The film is very, very funny, as you might expect from such a spectacular assemblage of funny people.  And it also succeeds in digging into some of the more serious questions that Mr. Pollak is clearly interested in exploring.  I was fascinated to hear Freddie Prinze Jr. talk about his father’s suicide, and Kevin Smith has a great story about how he feels comedy saved one of his close friend’s life.

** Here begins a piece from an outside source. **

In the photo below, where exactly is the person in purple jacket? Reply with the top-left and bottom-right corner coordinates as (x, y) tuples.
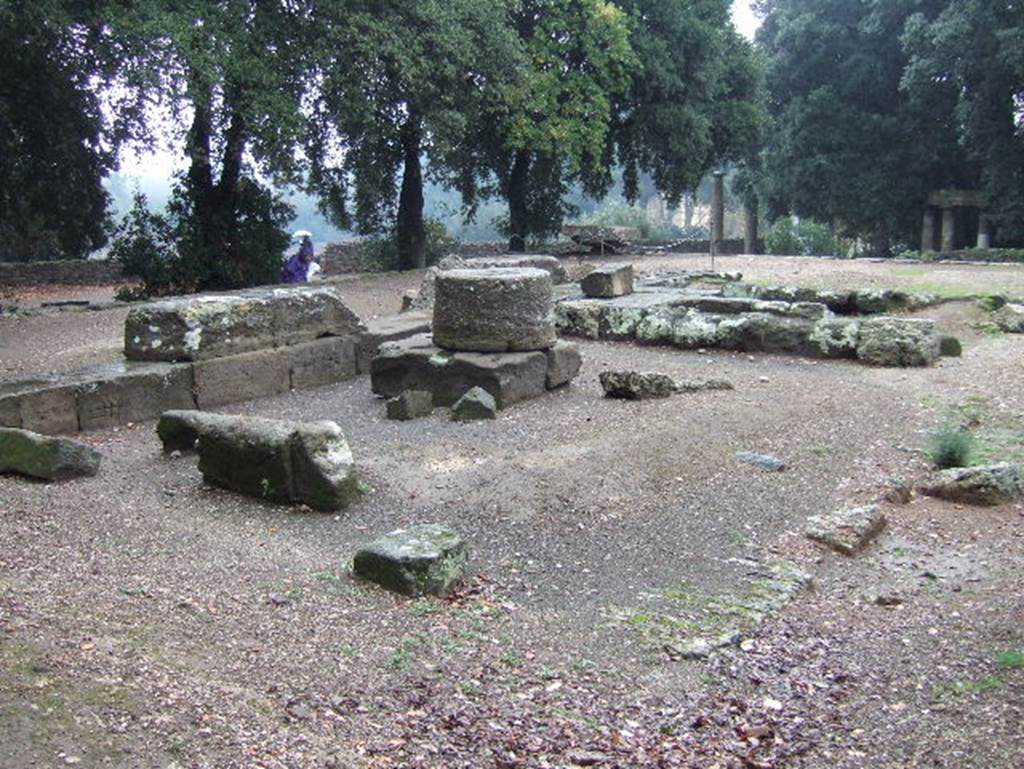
(281, 232), (313, 283)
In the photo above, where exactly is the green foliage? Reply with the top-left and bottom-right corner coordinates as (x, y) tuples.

I loved the film, but after watching it I also have to admit that its strength is also its weakness.  We get to hear from a phenomenal array of talented comedians, performers, actors and writers.  And yet, because the film cuts so rapidly from famous face to famous face, we don’t have the time to get too deeply into any of their stories.  The film feels in some ways to be far more superficial than so many of Mr. Pollak’s two-hour interviews, during which he is able to get so much deeper into that one person’s story.  I recommend this film wholeheartedly, and yet I even more strongly recommend the Kevin Pollak’s Chat Show episode featuring Richard Kind, or Eddie Izzard, or Rob Reiner, or Kevin Smith, or Seth MacFarlane, or Stephen Tobolowsky, or Jon Landis, or Ivan Reitman, or Paul Feig, or Barry Sonnenfeld, or Larry David (which was excerpted in the film, as I’d mentioned above), or… well, I could go on, but you get the picture.  (Click here to access Kevin Pollak’s Chat Show on itunes.)

For comedy fans out there, you won’t be disappointed by Misery Loves Comedy.  It’s a fascinating look into the lives of these comedians, and good lord what an impressive array of talent has been assembled to appear in the film.  But if the film leaves you somewhat unsatisfied, just consider it an appetizer to the main meal that is Kevin Pollak’s Chat Show.